There are some exceptions to this, but they aren't really "circuits". A incandescent lightbulb works fine with AC or DC, and so does a resistive heater. Beyond that, you're heading for trouble.
Some devices that require DC power may have protection built in so that they at least don't fry with AC provided or the DC power is hooked up backwards. This is usually in the form of a "idiot diode" in series with the positive DC power lead. It simply blocks anything negative so that it can't cause harm. Another approach is a fuse followed by a clamp. If the input voltage is backwards or too high, it shorts the power leads together and blows the fuse.
Cheap consumer devices that come with their own power supply are less likely to have protection. They also then come with a warning in the instructions to use only the provided power supply. If you hook up something on you're own, they are off the hook. That's a perfectly legitimate thing for a manufacturer to do when the final sell price needs to be as low as possible.

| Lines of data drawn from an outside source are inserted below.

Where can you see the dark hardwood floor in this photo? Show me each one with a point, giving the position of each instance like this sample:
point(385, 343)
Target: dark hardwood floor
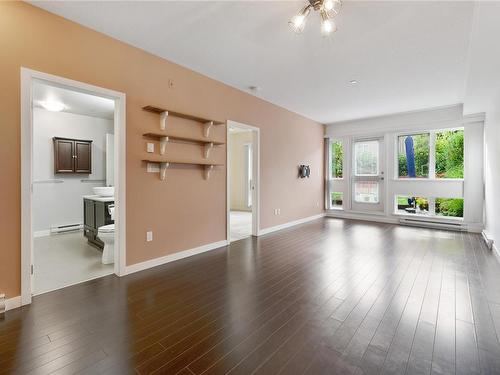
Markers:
point(329, 297)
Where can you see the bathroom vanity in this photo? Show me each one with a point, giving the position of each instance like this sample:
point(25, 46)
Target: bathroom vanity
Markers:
point(95, 215)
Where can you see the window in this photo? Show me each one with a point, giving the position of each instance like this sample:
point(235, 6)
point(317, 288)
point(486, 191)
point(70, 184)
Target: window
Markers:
point(366, 192)
point(453, 207)
point(413, 155)
point(436, 154)
point(366, 157)
point(337, 199)
point(412, 205)
point(450, 154)
point(337, 167)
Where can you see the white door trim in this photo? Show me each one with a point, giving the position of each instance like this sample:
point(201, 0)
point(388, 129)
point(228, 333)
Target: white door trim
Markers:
point(27, 78)
point(256, 178)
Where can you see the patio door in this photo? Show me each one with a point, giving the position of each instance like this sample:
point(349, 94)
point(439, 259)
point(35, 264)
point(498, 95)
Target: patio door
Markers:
point(368, 185)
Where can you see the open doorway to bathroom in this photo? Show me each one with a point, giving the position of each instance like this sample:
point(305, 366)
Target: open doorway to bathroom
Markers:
point(72, 182)
point(73, 194)
point(243, 163)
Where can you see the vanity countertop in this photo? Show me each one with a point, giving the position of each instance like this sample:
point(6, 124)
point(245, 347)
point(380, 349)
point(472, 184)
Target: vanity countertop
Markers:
point(98, 198)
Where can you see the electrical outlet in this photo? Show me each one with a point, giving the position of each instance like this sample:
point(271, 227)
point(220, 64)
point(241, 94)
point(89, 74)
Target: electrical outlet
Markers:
point(153, 168)
point(2, 303)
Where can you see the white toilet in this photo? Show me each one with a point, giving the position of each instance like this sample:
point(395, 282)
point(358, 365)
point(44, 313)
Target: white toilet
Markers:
point(106, 233)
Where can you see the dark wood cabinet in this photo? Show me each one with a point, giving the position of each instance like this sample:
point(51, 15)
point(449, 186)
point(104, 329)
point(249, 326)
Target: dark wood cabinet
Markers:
point(72, 155)
point(95, 215)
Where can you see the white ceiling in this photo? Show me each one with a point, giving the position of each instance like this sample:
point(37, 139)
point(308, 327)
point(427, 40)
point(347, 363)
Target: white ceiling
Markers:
point(74, 101)
point(405, 55)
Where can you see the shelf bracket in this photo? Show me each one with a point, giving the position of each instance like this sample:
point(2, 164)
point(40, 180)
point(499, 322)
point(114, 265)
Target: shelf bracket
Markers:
point(163, 120)
point(208, 147)
point(208, 169)
point(163, 145)
point(163, 171)
point(206, 128)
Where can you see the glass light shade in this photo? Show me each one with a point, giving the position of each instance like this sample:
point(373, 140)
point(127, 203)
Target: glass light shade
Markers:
point(327, 25)
point(332, 6)
point(298, 22)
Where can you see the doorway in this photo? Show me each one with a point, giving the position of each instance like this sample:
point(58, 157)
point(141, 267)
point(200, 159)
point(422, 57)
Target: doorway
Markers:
point(368, 187)
point(70, 162)
point(242, 181)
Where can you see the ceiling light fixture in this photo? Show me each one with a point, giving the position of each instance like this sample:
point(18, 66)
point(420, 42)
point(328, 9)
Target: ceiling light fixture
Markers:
point(52, 105)
point(327, 8)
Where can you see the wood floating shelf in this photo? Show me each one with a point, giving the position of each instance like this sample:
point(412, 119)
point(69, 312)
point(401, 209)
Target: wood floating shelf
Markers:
point(164, 139)
point(165, 163)
point(165, 113)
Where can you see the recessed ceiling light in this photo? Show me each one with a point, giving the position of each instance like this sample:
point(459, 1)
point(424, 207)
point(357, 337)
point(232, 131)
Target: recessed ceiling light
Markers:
point(254, 88)
point(52, 105)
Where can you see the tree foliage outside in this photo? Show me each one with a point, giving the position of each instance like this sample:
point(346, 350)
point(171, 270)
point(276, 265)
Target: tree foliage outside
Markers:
point(421, 151)
point(450, 207)
point(450, 154)
point(337, 198)
point(337, 159)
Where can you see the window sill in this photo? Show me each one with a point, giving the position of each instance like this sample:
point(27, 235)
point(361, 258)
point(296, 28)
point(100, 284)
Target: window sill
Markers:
point(429, 179)
point(431, 217)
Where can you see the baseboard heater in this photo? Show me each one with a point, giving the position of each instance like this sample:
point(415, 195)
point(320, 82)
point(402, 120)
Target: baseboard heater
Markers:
point(65, 228)
point(433, 224)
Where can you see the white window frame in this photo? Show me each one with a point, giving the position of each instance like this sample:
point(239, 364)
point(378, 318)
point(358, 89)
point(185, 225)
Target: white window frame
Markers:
point(432, 155)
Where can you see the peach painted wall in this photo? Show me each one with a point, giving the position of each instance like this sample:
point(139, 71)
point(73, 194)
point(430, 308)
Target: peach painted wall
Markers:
point(185, 211)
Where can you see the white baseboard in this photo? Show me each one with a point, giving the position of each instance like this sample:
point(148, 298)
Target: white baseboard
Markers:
point(173, 257)
point(12, 303)
point(289, 224)
point(471, 227)
point(41, 233)
point(494, 248)
point(364, 217)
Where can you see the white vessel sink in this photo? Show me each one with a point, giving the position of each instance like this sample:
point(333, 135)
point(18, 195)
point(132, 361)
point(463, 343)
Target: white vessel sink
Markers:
point(104, 191)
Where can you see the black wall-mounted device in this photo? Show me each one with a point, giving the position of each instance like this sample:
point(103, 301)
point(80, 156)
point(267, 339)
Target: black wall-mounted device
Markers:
point(304, 171)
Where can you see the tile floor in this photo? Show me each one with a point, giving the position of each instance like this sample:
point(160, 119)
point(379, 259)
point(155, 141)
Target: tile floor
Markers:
point(65, 259)
point(241, 225)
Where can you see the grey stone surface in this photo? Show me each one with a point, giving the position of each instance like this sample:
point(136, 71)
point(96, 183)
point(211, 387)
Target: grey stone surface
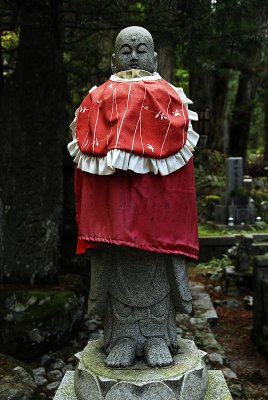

I meant to say this earlier, but had to quit and do something else. AC of the same voltage as DC will not only have large negative voltages, but also positive voltages greater than the DC level for part of the cycle. If the AC is a sine wave, the peaks will be at ± the square root of 2 times the RMS voltage. For example, "12 VAC" sine power will go as high as +17 V and as low as -17 V at the positive and negative peaks of the cycle.